Index: ssl_engine_io.c
===================================================================
RCS file: /store/cvs/root/httpd-2.0/modules/ssl/ssl_engine_io.c,v
retrieving revision 1.109
diff -u -p -r1.109 ssl_engine_io.c
--- ssl_engine_io.c 22 May 2003 19:41:32 -0000 1.109
+++ ssl_engine_io.c 17 Jul 2003 09:54:03 -0000
@@ -780,8 +780,7 @@ static apr_status_t ssl_filter_write(ap_
apr_size_t len)
{
ssl_filter_ctx_t *filter_ctx = f->ctx;
- bio_filter_out_ctx_t *outctx =
- (bio_filter_out_ctx_t *)(filter_ctx->pbioWrite->ptr);
+ bio_filter_out_ctx_t *outctx;
int res;
/* write SSL */
@@ -789,6 +788,7 @@ static apr_status_t ssl_filter_write(ap_
return APR_EGENERAL;
}
+ outctx = (bio_filter_out_ctx_t *)filter_ctx->pbioWrite->ptr;
res = SSL_write(filter_ctx->pssl, (unsigned char *)data, len);
if (res < 0) {
@@ -1362,8 +1362,7 @@ static apr_status_t ssl_io_filter_output
{
apr_status_t status = APR_SUCCESS;
ssl_filter_ctx_t *filter_ctx = f->ctx;
- bio_filter_in_ctx_t *inctx = (bio_filter_in_ctx_t *)

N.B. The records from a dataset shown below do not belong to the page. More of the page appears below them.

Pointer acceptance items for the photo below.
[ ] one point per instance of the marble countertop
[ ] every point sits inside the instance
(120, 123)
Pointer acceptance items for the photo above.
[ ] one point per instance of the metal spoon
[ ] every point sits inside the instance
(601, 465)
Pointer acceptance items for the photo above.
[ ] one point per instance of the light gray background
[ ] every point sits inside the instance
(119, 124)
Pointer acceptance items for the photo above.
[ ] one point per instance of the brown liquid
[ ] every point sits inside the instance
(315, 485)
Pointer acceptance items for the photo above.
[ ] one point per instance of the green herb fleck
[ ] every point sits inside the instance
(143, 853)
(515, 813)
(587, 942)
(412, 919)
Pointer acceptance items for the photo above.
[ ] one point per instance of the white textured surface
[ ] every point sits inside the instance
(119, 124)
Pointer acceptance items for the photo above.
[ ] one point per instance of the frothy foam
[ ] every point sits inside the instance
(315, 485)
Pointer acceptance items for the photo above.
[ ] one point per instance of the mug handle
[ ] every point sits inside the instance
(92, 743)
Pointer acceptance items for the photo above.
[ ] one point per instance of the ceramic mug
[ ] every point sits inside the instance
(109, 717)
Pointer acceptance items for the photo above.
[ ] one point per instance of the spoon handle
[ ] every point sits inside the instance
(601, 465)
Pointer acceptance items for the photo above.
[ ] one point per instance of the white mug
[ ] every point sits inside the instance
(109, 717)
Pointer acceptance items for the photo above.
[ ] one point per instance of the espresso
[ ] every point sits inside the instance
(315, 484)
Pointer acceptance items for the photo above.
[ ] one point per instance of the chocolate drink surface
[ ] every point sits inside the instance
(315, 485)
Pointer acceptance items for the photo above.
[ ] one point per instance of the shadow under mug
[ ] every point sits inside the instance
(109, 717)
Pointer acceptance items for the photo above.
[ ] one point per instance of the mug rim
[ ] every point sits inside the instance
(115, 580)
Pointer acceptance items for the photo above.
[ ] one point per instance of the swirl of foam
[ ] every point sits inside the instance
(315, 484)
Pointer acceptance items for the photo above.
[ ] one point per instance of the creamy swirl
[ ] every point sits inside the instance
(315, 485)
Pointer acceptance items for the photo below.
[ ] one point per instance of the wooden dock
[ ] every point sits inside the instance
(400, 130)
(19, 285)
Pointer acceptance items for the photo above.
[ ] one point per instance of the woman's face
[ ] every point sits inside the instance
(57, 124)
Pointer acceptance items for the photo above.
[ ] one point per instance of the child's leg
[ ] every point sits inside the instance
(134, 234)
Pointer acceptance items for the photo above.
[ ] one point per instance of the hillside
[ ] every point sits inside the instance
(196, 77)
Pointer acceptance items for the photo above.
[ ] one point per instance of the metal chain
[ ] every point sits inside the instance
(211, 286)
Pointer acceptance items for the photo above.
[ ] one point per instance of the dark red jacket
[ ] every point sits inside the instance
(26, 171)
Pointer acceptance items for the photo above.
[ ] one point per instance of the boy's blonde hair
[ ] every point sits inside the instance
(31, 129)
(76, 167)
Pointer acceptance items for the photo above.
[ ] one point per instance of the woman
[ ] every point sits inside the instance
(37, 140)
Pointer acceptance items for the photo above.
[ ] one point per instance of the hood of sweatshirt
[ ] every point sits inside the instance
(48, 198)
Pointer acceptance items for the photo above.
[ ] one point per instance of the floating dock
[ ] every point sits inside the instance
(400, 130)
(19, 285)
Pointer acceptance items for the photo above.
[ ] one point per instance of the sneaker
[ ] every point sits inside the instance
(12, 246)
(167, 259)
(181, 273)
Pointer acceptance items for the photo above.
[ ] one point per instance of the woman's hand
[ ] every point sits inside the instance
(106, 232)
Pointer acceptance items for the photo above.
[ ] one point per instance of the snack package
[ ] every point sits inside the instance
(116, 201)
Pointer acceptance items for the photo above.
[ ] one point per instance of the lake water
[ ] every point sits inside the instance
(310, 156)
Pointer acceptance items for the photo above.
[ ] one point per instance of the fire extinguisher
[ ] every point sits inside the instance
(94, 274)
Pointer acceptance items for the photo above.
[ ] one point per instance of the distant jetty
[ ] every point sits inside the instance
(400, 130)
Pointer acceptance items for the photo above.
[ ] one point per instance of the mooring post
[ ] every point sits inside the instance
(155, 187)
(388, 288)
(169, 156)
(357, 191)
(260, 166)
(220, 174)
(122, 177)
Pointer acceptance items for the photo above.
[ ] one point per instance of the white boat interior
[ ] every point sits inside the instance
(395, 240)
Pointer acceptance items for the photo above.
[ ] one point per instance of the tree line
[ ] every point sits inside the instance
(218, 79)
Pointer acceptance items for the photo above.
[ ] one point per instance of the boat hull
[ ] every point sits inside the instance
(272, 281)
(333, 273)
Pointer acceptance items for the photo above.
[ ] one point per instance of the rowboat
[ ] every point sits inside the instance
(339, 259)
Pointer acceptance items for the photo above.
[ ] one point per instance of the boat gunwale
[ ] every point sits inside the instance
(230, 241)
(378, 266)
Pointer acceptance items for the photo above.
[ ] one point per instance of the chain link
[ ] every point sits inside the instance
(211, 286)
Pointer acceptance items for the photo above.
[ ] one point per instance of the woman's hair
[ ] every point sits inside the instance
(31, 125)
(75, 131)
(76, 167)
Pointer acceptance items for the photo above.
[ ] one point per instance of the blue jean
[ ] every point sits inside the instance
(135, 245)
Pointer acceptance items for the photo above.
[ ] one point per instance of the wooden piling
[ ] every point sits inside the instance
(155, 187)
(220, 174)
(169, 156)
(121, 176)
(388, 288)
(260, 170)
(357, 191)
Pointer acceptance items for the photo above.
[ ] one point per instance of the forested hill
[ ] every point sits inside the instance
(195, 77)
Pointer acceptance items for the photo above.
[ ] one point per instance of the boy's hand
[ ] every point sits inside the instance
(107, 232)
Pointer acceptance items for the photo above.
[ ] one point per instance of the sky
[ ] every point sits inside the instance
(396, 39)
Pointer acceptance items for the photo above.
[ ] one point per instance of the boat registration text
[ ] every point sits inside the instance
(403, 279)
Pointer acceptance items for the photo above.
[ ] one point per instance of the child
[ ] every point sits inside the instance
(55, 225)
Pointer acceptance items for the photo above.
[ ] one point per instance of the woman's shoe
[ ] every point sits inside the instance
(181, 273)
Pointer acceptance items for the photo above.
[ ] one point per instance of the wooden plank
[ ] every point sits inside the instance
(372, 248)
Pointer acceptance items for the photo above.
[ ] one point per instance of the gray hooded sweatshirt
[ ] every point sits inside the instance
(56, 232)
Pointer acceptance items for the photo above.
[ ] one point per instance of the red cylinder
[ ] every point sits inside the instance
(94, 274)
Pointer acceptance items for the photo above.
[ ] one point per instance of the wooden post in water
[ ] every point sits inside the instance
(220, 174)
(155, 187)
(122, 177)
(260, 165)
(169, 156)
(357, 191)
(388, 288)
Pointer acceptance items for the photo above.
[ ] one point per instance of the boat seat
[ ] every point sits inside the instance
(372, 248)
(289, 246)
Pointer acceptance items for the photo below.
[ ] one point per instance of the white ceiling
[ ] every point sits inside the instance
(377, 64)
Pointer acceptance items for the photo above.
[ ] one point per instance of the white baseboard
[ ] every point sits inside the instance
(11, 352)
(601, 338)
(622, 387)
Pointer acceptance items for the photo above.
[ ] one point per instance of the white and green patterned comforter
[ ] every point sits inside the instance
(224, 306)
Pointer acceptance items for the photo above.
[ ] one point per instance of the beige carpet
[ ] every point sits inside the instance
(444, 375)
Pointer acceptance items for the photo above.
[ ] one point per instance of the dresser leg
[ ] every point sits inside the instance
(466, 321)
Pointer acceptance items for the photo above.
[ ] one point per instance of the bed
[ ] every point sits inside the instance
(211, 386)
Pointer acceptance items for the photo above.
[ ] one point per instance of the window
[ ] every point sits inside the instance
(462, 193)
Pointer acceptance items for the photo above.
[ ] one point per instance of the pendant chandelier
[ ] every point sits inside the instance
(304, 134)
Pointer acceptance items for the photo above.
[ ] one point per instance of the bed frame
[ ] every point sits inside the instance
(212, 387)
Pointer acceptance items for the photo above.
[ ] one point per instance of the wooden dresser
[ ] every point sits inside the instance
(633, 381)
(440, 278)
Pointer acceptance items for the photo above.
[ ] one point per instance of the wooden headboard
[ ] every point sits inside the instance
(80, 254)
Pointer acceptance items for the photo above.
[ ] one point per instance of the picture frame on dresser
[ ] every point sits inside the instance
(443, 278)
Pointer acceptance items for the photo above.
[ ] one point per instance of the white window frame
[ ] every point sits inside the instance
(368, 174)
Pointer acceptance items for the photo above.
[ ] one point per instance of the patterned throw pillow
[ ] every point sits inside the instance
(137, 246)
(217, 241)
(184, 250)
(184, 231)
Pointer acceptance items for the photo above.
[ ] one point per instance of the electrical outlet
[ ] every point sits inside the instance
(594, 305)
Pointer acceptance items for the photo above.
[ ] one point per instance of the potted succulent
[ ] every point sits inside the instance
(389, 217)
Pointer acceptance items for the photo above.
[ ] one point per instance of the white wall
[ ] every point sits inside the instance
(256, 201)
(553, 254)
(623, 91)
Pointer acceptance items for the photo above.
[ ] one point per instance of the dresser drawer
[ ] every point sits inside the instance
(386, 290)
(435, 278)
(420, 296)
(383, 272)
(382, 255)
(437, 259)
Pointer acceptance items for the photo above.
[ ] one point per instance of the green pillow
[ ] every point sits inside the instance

- (filter_ctx->pbioRead->ptr);
+ bio_filter_in_ctx_t *inctx;
if (f->c->aborted) {
apr_brigade_cleanup(bb);
@@ -1375,6 +1374,7 @@ static apr_status_t ssl_io_filter_output
return ap_pass_brigade(f->next, bb);
}
+ inctx = (bio_filter_in_ctx_t *)filter_ctx->pbioRead->ptr;
/* When we are the writer, we must initialize the inctx
* mode so that we block for any required ssl input, because
* output filtering is always nonblocking.